По словам шефа, встреча Сю Линя с трансвеститами должна состояться в VIP-зале, а уж оттуда они двинутся в кабинет управляющего.
– Лапушки, – сказал я, становясь невыносимо серьёзным. – Чудовищно жаль, но придется нам ненадолго разбежаться. Вас не затруднит показать мне, где зал для важных особ?
– Меняешь нас на голых итальянок? – насмешливо спросила Лада.
Я в ответ выпятил нижнюю губу и задиристо промолчал в том смысле, что да, меняю, – и что?..
– Ладно, не дуйся, – сказала она примирительно. – Пойдем, провожу. Лелька, а ты останься, столик стереги.
В VIP-зале оказалось чуток спокойней, чем в зале общем. Музыка душевней, свет мягче. Змеи в террариумах были крупные и, как следствие, ленивые. Да и публика подобралась солидная, пришедшая не задницами толкаться и конечностями среди дискотечной давки дрыгать, а культурно провести вечерок в компании «Римских любовниц». Лысеющие мужчины в дорогих костюмах, многие – в сопровождении увешанных драгоценностями дам. Мужчины обратили на меня внимания чуть меньше, чем на обслугу. Женщины были значительно благосклоннее. Особенно одна, ярко-рыжая, со щучьим лицом записной стервочки. В общем-то, к ней можно было, наверное, и подсесть – сугубо для маскировки – но в спутниках у неё был такой жуткий тип, что не приведи господь свести знакомство. И уж тем более оспаривать у него право на самку.

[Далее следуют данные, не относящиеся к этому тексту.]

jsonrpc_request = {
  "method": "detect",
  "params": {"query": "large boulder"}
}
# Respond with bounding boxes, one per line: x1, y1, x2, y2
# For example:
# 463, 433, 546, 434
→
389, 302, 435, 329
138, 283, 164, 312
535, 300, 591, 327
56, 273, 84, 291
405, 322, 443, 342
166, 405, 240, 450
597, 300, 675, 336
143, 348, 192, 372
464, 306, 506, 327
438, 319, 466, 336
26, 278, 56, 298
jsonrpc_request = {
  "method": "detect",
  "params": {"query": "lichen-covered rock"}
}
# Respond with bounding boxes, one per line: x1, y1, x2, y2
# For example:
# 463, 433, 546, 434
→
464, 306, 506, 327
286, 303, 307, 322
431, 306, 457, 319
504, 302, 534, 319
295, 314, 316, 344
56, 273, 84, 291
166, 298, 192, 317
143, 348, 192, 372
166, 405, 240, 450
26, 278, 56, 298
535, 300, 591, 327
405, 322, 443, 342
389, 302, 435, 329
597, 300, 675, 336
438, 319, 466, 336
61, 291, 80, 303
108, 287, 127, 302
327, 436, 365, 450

Игнорируя пылкие взгляды огненноволосой щучки, я прошествовал к бару, где и пристроился, вооружившись бокалом сангрии.
Кажется, «патрицианские ночи» ещё не начинались. На сцене, оборудованной несколькими блестящими шестами, по которым так здорово умеют скользить обнаженным телом иные фемины, печально пела по-французски про любовь худенькая девица с прической а-ля Мирей Матье. Я косил то на неё, то на гологрудых официанток (негритянка среди них обнаружилась всего одна и та не слишком привлекательная), то на щучку, которая вполне могла доставить неприятностей – не расхлебаешь, то на входную дверь. Где же китаец?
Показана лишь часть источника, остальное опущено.